Aprire spiragli

 

Il programma è online. Aprire spiragli è il titolo della ventiseiesima edizione del Festival internazionale di narrazione di Arzo, dal 20 al 23 agosto 2026.

 

La volontà è di non chiudere gli occhi su un presente segnato da guerre, crisi e derive, ma di difendere uno spazio condiviso in cui guardare il mondo e immaginare scenari diversi. Il teatro come luogo in cui allenare lo sguardo a cogliere possibilità là dove tutto sembra bloccato.

 

Il programma per il pubblico adulto è affidato interamente a giovani artiste e artisti che per la prima volta salgono sui palchi di Arzo — ognunə anche autrice e autore del testo che interpreta: nuove drammaturgie, linguaggi diversi, voci italiane e internazionali. Come sempre, il Festival si rivolge a tuttə: adultə, famiglie, bambinə anche a quellə piccollisimə con spettacoli dedicati alla primissima infanzia.

 

Tre progetti speciali accompagnano l’edizione. Sotto il titolo Oltre la scena, due dispositivi diversi prolungano l’esperienza teatrale oltre il tempo della rappresentazione: la Corte dei Miracoli si rinnova con la collaborazione di Prismi, laboratorio di drammaturgia della Svizzera italiana, mentre Andrea Marioni porta al festival Lumpen Station Art, la sua web radio itinerante. Con Sguardi sul teatro, il journal del festival si rinnova grazie un laboratorio rivolto a giovani tra i 18 e i 26 anni che racconteranno il Festival dall’interno.

 

Biglietti e abbonamenti sono in vendita su biglietteria.ch.
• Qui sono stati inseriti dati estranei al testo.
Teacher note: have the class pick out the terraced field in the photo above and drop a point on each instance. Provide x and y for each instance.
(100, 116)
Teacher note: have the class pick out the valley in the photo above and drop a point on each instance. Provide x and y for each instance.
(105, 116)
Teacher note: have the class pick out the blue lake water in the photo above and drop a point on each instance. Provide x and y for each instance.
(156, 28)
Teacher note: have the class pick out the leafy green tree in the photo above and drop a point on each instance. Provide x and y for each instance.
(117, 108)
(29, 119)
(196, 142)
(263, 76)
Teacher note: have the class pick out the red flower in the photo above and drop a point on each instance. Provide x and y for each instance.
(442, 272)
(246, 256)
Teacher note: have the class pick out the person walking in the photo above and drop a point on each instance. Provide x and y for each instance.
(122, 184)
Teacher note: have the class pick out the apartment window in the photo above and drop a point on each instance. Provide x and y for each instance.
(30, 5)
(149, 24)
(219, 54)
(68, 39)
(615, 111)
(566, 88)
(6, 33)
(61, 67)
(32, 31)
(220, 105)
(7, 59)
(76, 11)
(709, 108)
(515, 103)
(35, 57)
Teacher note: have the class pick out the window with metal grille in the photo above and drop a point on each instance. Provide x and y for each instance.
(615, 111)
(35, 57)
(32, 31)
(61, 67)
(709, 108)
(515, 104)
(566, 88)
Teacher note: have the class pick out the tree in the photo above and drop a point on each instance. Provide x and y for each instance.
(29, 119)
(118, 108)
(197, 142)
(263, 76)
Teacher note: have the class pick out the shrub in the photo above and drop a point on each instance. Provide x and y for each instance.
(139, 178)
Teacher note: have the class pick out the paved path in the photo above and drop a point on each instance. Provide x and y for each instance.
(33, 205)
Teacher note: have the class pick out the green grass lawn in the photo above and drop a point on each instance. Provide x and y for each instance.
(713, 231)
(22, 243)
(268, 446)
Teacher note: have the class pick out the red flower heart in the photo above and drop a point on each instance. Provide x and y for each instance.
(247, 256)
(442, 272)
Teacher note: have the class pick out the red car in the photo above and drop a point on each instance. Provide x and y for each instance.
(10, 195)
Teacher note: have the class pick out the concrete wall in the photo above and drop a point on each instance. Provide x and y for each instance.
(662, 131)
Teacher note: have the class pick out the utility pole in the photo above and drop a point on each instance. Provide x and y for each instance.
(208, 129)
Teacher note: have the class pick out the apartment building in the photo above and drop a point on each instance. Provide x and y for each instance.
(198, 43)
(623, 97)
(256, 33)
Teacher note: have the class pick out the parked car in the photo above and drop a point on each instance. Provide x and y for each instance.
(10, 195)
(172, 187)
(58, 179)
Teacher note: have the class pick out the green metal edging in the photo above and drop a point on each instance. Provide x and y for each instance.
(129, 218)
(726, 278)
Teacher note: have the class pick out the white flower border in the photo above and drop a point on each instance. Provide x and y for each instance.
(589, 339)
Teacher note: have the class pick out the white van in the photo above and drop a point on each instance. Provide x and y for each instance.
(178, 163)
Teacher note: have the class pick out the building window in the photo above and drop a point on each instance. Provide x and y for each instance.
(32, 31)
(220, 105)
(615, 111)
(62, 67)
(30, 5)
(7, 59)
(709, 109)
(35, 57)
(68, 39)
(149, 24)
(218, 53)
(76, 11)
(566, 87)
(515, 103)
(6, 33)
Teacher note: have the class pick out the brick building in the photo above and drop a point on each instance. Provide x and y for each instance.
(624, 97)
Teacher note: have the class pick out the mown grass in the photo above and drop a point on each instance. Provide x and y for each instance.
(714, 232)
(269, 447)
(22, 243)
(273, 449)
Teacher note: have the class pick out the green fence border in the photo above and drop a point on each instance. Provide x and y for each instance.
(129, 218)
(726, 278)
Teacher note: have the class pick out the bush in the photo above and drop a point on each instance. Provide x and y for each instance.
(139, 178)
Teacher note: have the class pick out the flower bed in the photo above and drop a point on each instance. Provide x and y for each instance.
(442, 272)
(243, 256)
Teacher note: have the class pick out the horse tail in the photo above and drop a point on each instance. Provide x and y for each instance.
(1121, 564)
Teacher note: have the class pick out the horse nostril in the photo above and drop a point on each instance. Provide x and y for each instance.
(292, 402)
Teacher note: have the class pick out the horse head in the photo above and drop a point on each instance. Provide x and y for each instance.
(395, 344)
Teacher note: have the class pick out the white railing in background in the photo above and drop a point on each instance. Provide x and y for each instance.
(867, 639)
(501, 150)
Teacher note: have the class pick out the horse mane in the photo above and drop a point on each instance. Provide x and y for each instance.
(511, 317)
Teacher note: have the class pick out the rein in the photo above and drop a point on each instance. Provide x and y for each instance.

Per chi desidera sostenere il festival, è possibile aggiungere all’acquisto un contributo volontario.

 

Vi ricordiamo l’importanza di associarvi, un contributo per il festival sempre più prezioso: è possibile diventare sociə del Festival versando un importo minimo di fr. 50.—, sul conto corrente postale intestato ad Associazione Festival di narrazione (maggiori info).

Tuono, il mio vicino gigante

Andrea Gambuzza e Giacomo Riggi

21.08.2026 18:30

tratto dal libro Tuono di Ulf Stark

diretto e interpretato da Andrea Gambuzza

musiche composte ed eseguite da Giacomo Riggi

Bambinə, ragazzə: da 7 anni

Arzo - Giardino Contessa

Durata: 60'

[→]Acquista il ticket

Il signor Tunesson, detto Tuono, è enorme, sempre arrabbiato, con la sua camicia a fiori color sangue sul punto di scoppiare sopra la grossa pancia — chissà se piena di salsicce, di gatti o di bambine e bambini. Abitargli vicino è un brivido continuo. Ma quando il protagonista, per riconquistare l'amicizia perduta di Bernt, si avventura nel suo giardino, scopre che il gigante non è poi quello che sembra: è un uomo più solo che arrabbiato, con un'insospettabile passione per la musica. E forse proprio lui potrebbe aiutare a restituire alla mamma il sorriso che ha perduto — e lo spazio, la musica, le passeggiate che si è lasciata alle spalle. Uno spettacolo su coraggio e amicizia, sul timore dell'altro e sulla scoperta che anche i grandi soffrono e hanno bisogno di essere aiutati — raccontato da un attore e un pianoforte, con la delicatezza e il divertimento del grande scrittore svedese Ulf Stark.